One of y'all found me over at *The BBQ Bretheren* and said I needed to post something up, so here is yesterday's dinner.

*The Menu*
Garlic and Herb Crusted Prime Rib
Pan Seared Ocean Scallops with Brown Butter and Thyme
Lemon Parmesan Green Beans
Chevre Bruschetta

*Garlic and Herb Crusted Prime Rib*
Choice prime rib dry brined with kosher salt for six hours.
Then slathered in a 2:1 mix of A1 steak sauce and Worcestershire sauce.
Rubbed generously with Prairie Dust herb mix and minced garlic, wrapped in plastic wrap and held overnight.
Trussed up tightly with butchers twine to give it a uniform shape and thus cook evenly.



















Fired up the smoker with hickory, 225°-250°, averaged 238° over the five hour cook.
Pulled at an IT of 130° in the center of the roast, wrapped in foil and finished my other dishes.
About an hour later it was time to slice it... Oh Man!

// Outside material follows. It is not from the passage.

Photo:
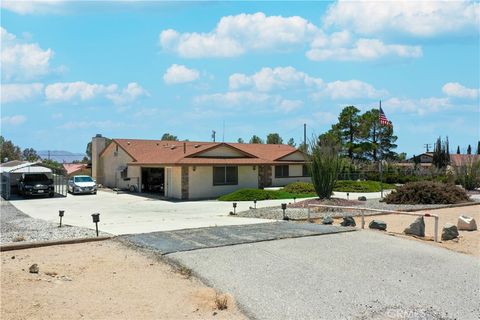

*Pan Seared Ocean Scallops with Brown Butter and Thyme*
U-12 size Ocean Scallops seasoned with salt and pepper, pan seared in a mix of olive oil and butter.
Then basted with a thyme infused Brown Butter sauce.




























*Lemon Parmesan Green Beans*
2lbs of fresh green beans sprayed with olive oil, salted and then give a generous covering of lemon zest and Parmesan cheese.
Broiler on high until hot and tender.



















*Chevre Bruschetta*
Cherry tomatoes, capers and minced garlic sauteed in olive oil until the tomatoes burst and form sort of a sauce.
Season with a little salt and pepper, crushed red pepper too if you like it spicy.
Place the goat cheese in a baking dish and place the tomato mixture around it.
Broil on high to get some color on the cheese, being careful not to burn it.
I picked up a couple loaves of Rosemary Parmesan bread, cut some slices, buttered and toasted them.
To serve spread cheese on toast and top with tomato mix and fresh basil.




























*The Grand Finale

















*


----------



## Boardfeet (Sep 27, 2007)

I’m moving in with you.


----------



## halo1 (Oct 4, 2007)

Im the guilty party chili, but lawd we missed your cooking posts here! and that’s a masterpiece


----------



## ChileRelleno (Jul 7, 2012)

Boardfeet said:


> I’m moving in with you.


Damn, if you can move one of my kids out, you're welcome... Gotta be better than a teenager.


----------



## halo1 (Oct 4, 2007)

chili now go win a throwdown on the bbq brethren throwdown thread if you haven’t already! I’m 1 for like 50 so I quit🤣!


----------



## halo1 (Oct 4, 2007)

I call dibs on all the spare bbq rubs u win


----------



## ChileRelleno (Jul 7, 2012)

halo1 said:


> Im the guilty party chili, but lawd we missed your cooking posts here! and that’s a masterpiece


So you're the one, LOL... Thank you, you're too kind in you assessment, a very nice compliment.
Man, this one is a good one, but it's really no harder than the Porchetta, did ya see that one?
What the hell, I'll post the Porchetta here too.


----------



## ChileRelleno (Jul 7, 2012)

halo1 said:


> chili now go win a throwdown on the bbq brethren throwdown thread if you haven’t already! I’m 1 for like 50 so I quit🤣!





halo1 said:


> I call dibs on all the spare bbq rubs u win


We'll have to wait and see about doing a BBQ Bretheren Throwdown.
Not really interested in the current Pulled Beef one.


----------



## H2OMARK (Oct 2, 2007)

In the words of Garbo, DANG!!!


----------



## Fishing Dad (Jan 4, 2014)

Its too early to be hungry like I am after seeing that.....


----------



## smooth move (Sep 25, 2012)




----------